If Instagram is art’s new frontier, then consider “You Are Here: Art After the Internet” a roadmap. Published in 2014, this collection of essays and artworks is the brainchild of Omar Kholeif, a writer and curator who treads fearlessly into the developing terrain of “Internet-aware” art, a term he prefers to the more popular misnomer, “post-Internet art.” Kholeif revisited some of the book’s main ideas this winter with the exhibition “Electronic Superhighway (2016–1966),” a sprawling survey at London’s Whitechapel Gallery, where Kholeif served as exhibitions curator before taking up a post as the Manilow Senior Curator at the Museum of Contemporary Art Chicago last November.

“Even before being an exhibition maker, I am a storyteller,” he adds, admitting that he puts great value on subjectivity. “I cannot stand things that are apolitical or that try to speak to everyone without first rooting themselves in the perspective of an individual.” Kholeif’s own point of view makes for quite a tale, one partially laid out in his 2014 memoir, “Jeddah Childhood Circa 1994.” Born in Cairo, he spent his early years pinballing between Egypt, Great Britain, the United States and Saudi Arabia. The experience left him with a pronounced sympathy for what he calls “outsiders.” “Isn’t that what artists are?” Kholeif jokes. “Society’s outsiders?”

If so, the curator grew up among quite a glamorous band of them. The great-nephew of the legendary Egyptian actress Shadia and a family friend of Omar Sharif, he remembers his mother, an arts writer and film critic, entertaining the stars of Egyptian television and film in their living room. “Egyptian cinema, the bedrock of all Arab cinema as we know it, was always part of my blood,” Kholeif recalls, recounting the shock he felt upon discovering how little was known outside the Arab world. “I was so confused. Why were we only seeing turbulent documentaries in a handful of film festivals?” To correct this imbalance, Kholeif founded the Arab Film Festival, single-handedly organizing more than 200 screenings across Great Britain.

Basim Magdy’s The Dent (2014) from a show of his work curated by Omar Kholeif at the Museum of Contemporary Art Chicago. Courtesy of MCA Chicago.

It is through passion projects like these that Kholeif has established himself as the go-to curator for the Middle East, North Africa and the Mediterranean.

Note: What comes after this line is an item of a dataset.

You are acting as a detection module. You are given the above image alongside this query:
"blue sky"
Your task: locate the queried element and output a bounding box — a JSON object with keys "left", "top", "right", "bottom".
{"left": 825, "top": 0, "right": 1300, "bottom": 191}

He oversaw the Armory fair’s Focus section on the region in 2014 and the Cyprus Pavilion at the 2015 Venice Biennale. “I am not an Arab curator who only does Arab shows, but I always look from the Arab world, from North Africa and the Middle East upwards, downwards and sideways to the four corners of the globe,” he explains. “But that doesn’t mean that I believe in geographic or regional silos either. I believe that Cyprus is as Arab as Lebanon in the same way that Morocco is as much Spain or France. We are all a polyglot mess, and we should embrace that.”

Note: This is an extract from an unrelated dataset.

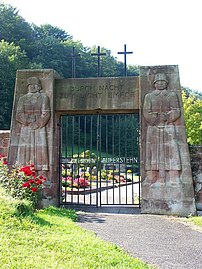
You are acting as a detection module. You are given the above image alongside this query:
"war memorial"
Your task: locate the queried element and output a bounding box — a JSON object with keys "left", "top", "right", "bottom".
{"left": 7, "top": 65, "right": 198, "bottom": 216}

Accordingly, Kholeif’s first major project at the Museum of Contemporary Art Chicago, opening in December, combines many of his key interests through a solo show of Egyptian-born artist Basim Magdy, whose films weave together unrelated footage with poetic fragments of dialogue. While there are no telltale markers of Instagram filters, Magdy’s films still exhibit some “Internet awareness” in the sense that their seamless blending of language and image streams echoes the infinite feeds of social media platforms. It’s an auspicious first step into Kholeif’s latest frontier: Middle America.